# How to use NSPS 2015 - 7.21.10 - "fractions" of required fixtures



## Jay (Apr 16, 2018)

Hello.  I have a mixed use building and my fixture count, per each of the three occupancy types, seems to come up a little high.  Just using real world experience here...I just can't picture this men's room needing (4) water closets.   This is preliminary and my figures are rough...just trying to get an approximate count so I can allot the appropriate space for the restrooms.

As an example...

I have a Business Occupancy totaling 56 persons.  Divide that by 2 and we get 28 persons of each sex.  Thus I need (2) water closets and (1) lavatories for each sex for a total fixture count of (4) water closets and (2) lavatories.

Factory Occupancy totals 12 persons / 2 = 6 persons each sex.   Thus (1) water closet and (1) lav for each sex for a total fixture count of (2) water closets and (2) lavs.

Finally, there is Storage area.  4 persons / 2 = 2 persons each sex.  Thus (1) water closet and (1) lav for each sex for a total fixture count of (2) water closets and (2) lavs.

My grand total here is (8) water closets and (6) lavs.  Or for each sex, (4) water closets and (4) lavs...Just seems slightly high to me.  As I look at 7.21.10 I wonder if this could apply as a way to reduce the fixture count.  "Where the number of persons for each sex is less than 100% of a particular group (Yes, this is the case since I am using 50% of the total to apply to each sex)  the number of fixtures required for that group may be reduced by the fraction of the persons in that group" (wondering if I can divide by 50% since that is the fraction, or percentage as I am using it, I have reduced the total persons of each sex.).  Is this the intent of 7.21.10?

I have searched the forums....found some good info on calculation fixture counts, but nothing regarding the intention of 7.21.10.

As always, your experience is much appreciated.  Thank you,
Jay


----------



## Sifu (Apr 16, 2018)

Not sure where you are getting your numbers or what the NSPS is.  But you are right, that is too high.  I will use w/c as an example from 2012 IPC t403.1:
B=1.12
F=.06
S=.02
Add 'em up (IPC 403.1.1) =1.2 then round up to 2 for each gender.

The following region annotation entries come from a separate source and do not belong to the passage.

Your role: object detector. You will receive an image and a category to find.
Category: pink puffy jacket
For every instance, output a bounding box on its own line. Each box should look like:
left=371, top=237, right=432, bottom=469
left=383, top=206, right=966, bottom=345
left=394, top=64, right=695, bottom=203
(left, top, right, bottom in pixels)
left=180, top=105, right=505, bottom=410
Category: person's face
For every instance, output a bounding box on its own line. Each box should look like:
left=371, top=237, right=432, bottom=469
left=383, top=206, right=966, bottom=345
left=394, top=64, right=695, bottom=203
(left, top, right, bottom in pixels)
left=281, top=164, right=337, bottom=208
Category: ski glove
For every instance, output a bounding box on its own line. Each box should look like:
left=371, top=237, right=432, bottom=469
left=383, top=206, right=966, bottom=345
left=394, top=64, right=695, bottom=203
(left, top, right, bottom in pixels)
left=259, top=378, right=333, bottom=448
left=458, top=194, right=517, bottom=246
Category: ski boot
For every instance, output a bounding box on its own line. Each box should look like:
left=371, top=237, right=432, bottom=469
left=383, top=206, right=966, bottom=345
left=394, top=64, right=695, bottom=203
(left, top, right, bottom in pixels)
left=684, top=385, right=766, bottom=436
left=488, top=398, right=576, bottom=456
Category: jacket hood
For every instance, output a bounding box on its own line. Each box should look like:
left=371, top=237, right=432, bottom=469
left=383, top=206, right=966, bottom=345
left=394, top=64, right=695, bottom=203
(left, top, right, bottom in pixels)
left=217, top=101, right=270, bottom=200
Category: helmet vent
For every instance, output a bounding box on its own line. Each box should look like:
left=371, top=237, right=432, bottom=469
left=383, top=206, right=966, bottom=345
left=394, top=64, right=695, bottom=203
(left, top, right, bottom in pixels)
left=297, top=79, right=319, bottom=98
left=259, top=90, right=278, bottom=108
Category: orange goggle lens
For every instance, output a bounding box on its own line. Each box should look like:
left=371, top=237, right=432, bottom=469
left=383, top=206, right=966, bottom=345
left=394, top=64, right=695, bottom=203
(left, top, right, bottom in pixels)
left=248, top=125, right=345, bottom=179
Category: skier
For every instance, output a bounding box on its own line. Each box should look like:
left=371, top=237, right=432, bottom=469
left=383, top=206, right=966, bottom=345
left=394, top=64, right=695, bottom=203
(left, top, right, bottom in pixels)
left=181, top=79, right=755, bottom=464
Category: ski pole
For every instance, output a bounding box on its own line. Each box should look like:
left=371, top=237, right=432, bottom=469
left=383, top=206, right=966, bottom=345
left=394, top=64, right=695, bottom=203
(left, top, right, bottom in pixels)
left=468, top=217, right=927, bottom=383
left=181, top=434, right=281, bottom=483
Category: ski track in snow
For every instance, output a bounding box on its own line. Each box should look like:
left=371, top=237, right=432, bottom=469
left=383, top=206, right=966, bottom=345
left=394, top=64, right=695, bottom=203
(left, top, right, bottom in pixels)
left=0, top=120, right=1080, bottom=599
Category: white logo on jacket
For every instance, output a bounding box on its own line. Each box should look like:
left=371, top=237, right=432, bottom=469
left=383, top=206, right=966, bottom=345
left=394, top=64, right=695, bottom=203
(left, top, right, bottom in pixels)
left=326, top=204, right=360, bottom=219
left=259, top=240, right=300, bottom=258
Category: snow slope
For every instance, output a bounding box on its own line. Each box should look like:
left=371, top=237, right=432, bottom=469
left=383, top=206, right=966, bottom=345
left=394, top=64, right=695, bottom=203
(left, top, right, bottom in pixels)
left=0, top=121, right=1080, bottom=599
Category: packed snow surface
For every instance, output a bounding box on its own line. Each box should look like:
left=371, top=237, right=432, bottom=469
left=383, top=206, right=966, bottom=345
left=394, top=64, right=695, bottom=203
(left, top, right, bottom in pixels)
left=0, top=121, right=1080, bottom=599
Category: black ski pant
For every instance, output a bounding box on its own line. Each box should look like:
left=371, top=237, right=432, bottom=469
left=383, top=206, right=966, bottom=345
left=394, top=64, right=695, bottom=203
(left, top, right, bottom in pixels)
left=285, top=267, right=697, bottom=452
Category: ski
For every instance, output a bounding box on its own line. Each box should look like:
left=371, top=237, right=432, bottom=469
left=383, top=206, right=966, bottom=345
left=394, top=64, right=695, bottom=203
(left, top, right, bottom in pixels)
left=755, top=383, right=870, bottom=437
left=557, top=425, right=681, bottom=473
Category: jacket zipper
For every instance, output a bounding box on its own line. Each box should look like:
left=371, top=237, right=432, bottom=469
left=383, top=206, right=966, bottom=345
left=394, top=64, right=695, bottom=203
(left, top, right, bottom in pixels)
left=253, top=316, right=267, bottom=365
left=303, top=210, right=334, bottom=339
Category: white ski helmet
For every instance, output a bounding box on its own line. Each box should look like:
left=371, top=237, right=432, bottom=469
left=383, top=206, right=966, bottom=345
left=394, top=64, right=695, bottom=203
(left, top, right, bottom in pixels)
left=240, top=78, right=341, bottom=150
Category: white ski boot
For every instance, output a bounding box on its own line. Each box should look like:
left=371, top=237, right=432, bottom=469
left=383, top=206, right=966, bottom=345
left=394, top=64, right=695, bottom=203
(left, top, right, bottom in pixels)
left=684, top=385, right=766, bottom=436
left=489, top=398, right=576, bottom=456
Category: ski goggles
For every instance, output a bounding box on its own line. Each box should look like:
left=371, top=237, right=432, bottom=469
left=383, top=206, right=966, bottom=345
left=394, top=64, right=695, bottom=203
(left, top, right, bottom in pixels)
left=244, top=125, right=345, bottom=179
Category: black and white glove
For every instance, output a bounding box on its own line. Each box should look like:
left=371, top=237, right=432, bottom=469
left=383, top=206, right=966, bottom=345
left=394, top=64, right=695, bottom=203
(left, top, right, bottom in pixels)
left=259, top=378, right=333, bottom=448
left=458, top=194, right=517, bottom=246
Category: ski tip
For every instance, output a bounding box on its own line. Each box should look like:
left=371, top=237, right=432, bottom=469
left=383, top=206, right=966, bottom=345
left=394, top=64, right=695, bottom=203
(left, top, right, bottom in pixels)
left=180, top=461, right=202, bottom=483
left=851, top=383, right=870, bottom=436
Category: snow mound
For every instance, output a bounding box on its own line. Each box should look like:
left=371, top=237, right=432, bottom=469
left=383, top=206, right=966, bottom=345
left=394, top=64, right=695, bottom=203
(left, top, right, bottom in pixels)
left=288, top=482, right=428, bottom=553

I can't imagine other codes would be that different......but sometimes I get accused of having no imagination.


----------



## Jay (Apr 16, 2018)

I don't know what the NSPS is either lol, but I'm sure it's something!   That was a typo. 

I'm getting my numbers from table 7.21.1, fixture requirements NSPC 2015, which is what is used here in NJ.

Your figures seem low to me.  How bout we meet halfway with three of each and call it a day?


----------



## Francis Vineyard (Apr 18, 2018)




----------



## Jay (Apr 18, 2018)

Thanks for the chart Francis.  Unfortunately I can not open or read it.  I've tried clicking it several times and I keep getting an error message.

I'll try again tomorrow.  Appreciate your input.


----------



## Jay (Apr 18, 2018)

this is what I'm getting...

*The Building Code Forum - Error*
You do not have permission to view this page or perform this action.


----------



## steveray (Apr 19, 2018)

FV, is that in your plan check software or free online or??????


----------



## Francis Vineyard (Apr 19, 2018)

Jay, I was able to view the picture after I loggin; perhaps that's a benefit of paid members.

Here's the link of what I posted; an Excel Express calculator: http://ara4help.com/About_Us.html

In the example Sifu provided are fractions for each type of occupancy and summed for the total. Keep in mind the calculations can be varied when a family (unisex) accessible water closets are included as part of the count depend on your state, local code and the AHJ.

Business - 56

56/2 = 28 for each gender

For the first 50 males, the ratio of 1 per 25 is applied:
28 x 1/25 = 1.12 water closets (note Sifu answer above).

For the remaining number of males, the ratio of 1 per 50 is applied: if it were more than 50 - 50 x 1/50

At this point the fraction is not rounded up, the IBC provides the following guidelines;

"For calculations involving multiple occupancies, such fractional numbers for each occupancy shall first be summed and then rounded up to the next whole number."


----------



## Sifu (Apr 19, 2018)

Jay said:


> this is what I'm getting...
> 
> *The Building Code Forum - Error*
> You do not have permission to view this page or perform this action.



Thats what I get too, but I am a paid member.


----------



## Francis Vineyard (Apr 19, 2018)

Sifu, browser setting or file extension? I don't know, but what I do know is some can view it others cannot.
The above is jpeg, below is png;


----------



## north star (Apr 19, 2018)

*+ + = + +*

steveray,

The Plumbing Calculator software that ***FV*** provided is available
for free on line......Go to:   *http://ara4help.com/*

*+ + = + +*


----------



## Jay (Apr 20, 2018)

That interactive chart is extremely handy.  Thanks so much for sharing.


----------



## JPohling (Apr 20, 2018)

steveray said:


> FV, is that in your plan check software or free online or??????


It is free on line   www.ara4help.com


----------



## Sifu (Apr 20, 2018)

That is a very helpful little calculator.  Thanks FV!


----------